Les enfances volées d'Afrique

Le Congolais Athanase Rwamo tente depuis 20 ans d'aider les enfants de la région des Grands Lacs.

Orphelins du sida, enfants soldats, enfants de la rue. La région des Grands Lacs, en Afrique, compte un nombre aussi imposant que triste de ces jeunes aux vies bien mal parties. Mais avec l'appui de donateurs, dont certains Canadiens, le Congolais Athanase Rwamo tente de rescaper certaines d'entre elles.


«C'est une goutte d'eau dans l'océan, admet-il. Mais voir un enfant quitter la rue, se prendre en charge, se marier, travailler... Bref, en faire un homme responsable, c'est ça qui nous comble.»

Coordonnateur sous-régional de plusieurs associations d'aide à l'enfance au Burundi, au Rwanda et en République démocratique du Congo (RDC), Athanase Rwamo était de passage à Québec récemment lors d'un déjeuner-conférence organisé par l'organisme canadien L'Aide internationale à l'enfance (L'AMIE). Voilà maintenant tout près de 20 ans qu'il tente d'aider les jeunes grâce à divers programmes : formation professionnelle, écoute, hébergement, réunification familiale, activités lucratives et même assistance juridique.

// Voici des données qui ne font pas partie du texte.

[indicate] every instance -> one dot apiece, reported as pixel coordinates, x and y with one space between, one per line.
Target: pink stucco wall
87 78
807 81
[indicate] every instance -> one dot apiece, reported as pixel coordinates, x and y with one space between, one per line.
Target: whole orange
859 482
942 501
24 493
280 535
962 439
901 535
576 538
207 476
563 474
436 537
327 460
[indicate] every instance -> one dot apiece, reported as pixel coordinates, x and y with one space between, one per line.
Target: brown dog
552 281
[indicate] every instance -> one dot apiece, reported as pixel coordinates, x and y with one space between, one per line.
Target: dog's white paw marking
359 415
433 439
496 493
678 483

Il faut dire que l'envergure des moyens est à l'image des besoins : vaste. Car les enfants des Grands Lacs vivent – ou survivent – dans une classe à part, affectés qu'ils sont par les pires fléaux imaginables, et ce, dans des proportions inégalées ailleurs dans le monde.

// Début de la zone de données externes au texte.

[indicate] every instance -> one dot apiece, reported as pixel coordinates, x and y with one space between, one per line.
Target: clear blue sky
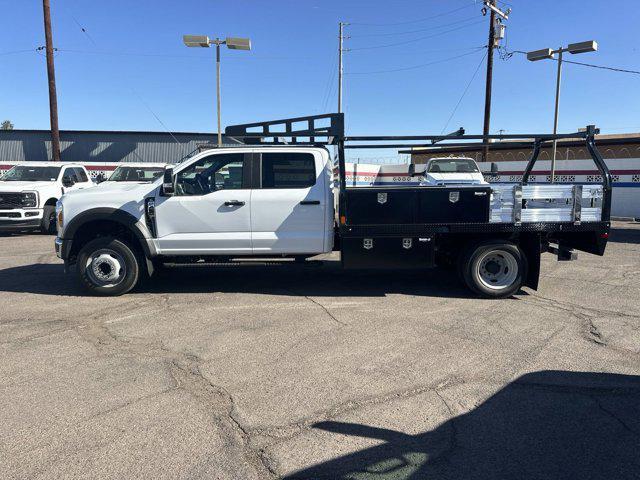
131 61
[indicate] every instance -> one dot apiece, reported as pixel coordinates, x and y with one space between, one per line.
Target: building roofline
126 132
504 145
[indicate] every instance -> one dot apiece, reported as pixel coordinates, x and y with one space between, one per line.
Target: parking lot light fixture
232 43
546 53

Pour commencer, le Burundi, le Rwanda et la RDC ont tous été durement frappés par la guerre, sinon par le génocide. En RDC seulement, où près de la moitié de la population a moins de 18 ans, 6,6 millions de personnes ont été tuées, et 3,4 autres millions déplacées depuis la fin des années 90. «Une situation qui fait beaucoup d'orphelins traumatisés», indique Rwamo. Au Burundi voisin, c'est 10 % de la population qui est orpheline.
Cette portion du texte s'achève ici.